DRILL round. The DRILL round is an
inert cartridge that simulates the size and weight of the HEP round. It
is used for training.
The M-40A1 is a crew-served weapon;
that is, more than one man is required to operate it efficiently.
However, one man can also do it at a reduced rate of fire. The following
procedure assumes that the M-40A1 and M-8C have both been bore sighted
with the main optical sight.
The loader pulls down the breech
handle and swings open the breech block.
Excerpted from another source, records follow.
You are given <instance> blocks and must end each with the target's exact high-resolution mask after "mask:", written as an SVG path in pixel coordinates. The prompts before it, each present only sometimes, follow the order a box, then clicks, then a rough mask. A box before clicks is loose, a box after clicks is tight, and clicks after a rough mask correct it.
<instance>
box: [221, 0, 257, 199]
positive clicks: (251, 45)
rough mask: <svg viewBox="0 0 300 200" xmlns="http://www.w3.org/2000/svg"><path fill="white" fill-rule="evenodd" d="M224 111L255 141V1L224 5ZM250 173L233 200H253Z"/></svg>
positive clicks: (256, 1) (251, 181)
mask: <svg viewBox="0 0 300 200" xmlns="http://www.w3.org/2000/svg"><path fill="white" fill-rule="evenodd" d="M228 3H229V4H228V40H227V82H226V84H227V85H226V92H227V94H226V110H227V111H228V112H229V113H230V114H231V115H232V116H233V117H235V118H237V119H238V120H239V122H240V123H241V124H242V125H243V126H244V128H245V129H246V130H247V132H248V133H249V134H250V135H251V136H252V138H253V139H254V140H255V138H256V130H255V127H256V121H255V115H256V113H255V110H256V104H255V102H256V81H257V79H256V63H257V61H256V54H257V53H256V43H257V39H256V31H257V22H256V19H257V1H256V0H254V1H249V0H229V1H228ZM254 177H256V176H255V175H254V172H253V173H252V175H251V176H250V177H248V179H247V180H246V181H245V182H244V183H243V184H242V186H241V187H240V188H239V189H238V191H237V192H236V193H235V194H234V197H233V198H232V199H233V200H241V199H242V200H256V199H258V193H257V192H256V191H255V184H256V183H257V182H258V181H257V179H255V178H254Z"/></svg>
The loader inserts the shell and
indexes its pre-engraved rifling with the rifling in the gun barrel. The
loader closes the breech block and positions himself forward and to the
right of the breech.
The gunner sits on the tripod leg and
acquires the target through his optical sight. He tracks the target using
a traverse wheel mounted horizontally on the tripod base. For fast moving
targets he can declutch the traverse wheel and move the gun with his
body. He adjusts elevation by a vertical hand wheel on the gun mount.
There is a mushroom-shaped button in the center of the elevation wheel.
When it is pulled OUT the .50 caliber spotting rifle fires. (The .50
caliber spotting rifle is semi-automatic and fires from a 10- or 20-round
magazine.) When the button is pushed IN the 106mm round is fired.
The gunner uses the hand wheels to put
the gun on target. He ranges the target with the .50 spotter rifle whose
ballistics are the same as the 106mm round. He follows the .50 spotter
round to the target by following its tracer trail and notes the location
of the white smoke puff. If on target, he fires the main gun. If not, he
continues ranging until he is on target.
The weight of the complete M-40A1
weapons system is approximately 461 pounds. It has an overall length of
11.2 feet and a maximum range of 8,420 yards. Muzzle velocity of the
round is approximately 1,650 feet/second. Armor penetration is
approximately 6 inches at 60 degrees to the vertical.
A model of the
M-40A1/M-8C as seen from the right and rear. The breech mechanism is
clearly shown, as are the hand wheels, sights (above the spotting
rifle), and the mounting of the spotting rifle. The two black cables
are the firing devices for the spotting rifle and the main gun. Also
shown are the hipping tubes for the ammunition and replicas of the
specialized subcaliber practice rounds used for training. These rounds
used a fired 106mm case fitted with a gun barrel and bore guide at the
muzzle. They were used to train crews with small caliber ammunition on
restricted ranges where the 106mm round could not be used.